Private equity is well suited to the continent and is attracting an increasingly diverse spectrum of investors. It is true that its activities remain focused on a few markets, and that concerns remain regarding the reliability of local teams and that exit conditions are inadequate. Yet the process of diversification is under way, the region’s image is improving and the prices are genuinely competitive.

As faith in the Western buyout model faltered during the financial crisis, emerging market private equity cemented its place in investor portfolios and received greater allocations. The riskier prospects of financial engineering, coupled with worsening views of sovereign risk, is prompting many investors to reconsider emerging markets. Sub-Saharan Africa is among the under-penetrated high-growth markets receiving more attention, boasting six of the 20 fastest-growing economies in 2010, with growth rates averaging 5%, compared with 3% in OECD markets (IMF, 2011).

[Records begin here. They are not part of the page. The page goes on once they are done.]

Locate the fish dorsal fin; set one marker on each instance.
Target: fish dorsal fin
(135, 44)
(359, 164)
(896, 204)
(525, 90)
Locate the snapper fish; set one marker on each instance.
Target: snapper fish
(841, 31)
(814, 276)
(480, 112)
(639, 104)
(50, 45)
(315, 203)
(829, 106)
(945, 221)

Private equity first took off in South Africa in the 1990s following a wave of multinational divestment and post-apartheid reforms. Over the last two decades the field has grown beyond South Africa, to more than fifty firms across the continent managing billions of dollars.

The scale of private equity in the region remains modest relative to other markets, and its growth slowed during the worst of the recent financial crisis. However, several new vehicles appearing in recent months – from niche strategies in frontier markets to sizeable pools of international capital managed by industry veterans – signal that sub-Saharan Africa is poised for significant growth in the medium term.
This article provides an overview of the sub-Saharan African private equity opportunity in the global context and touches on some unfolding trends in the fundraising and investment environment in the region, concluding with a commentary on the investment outlook.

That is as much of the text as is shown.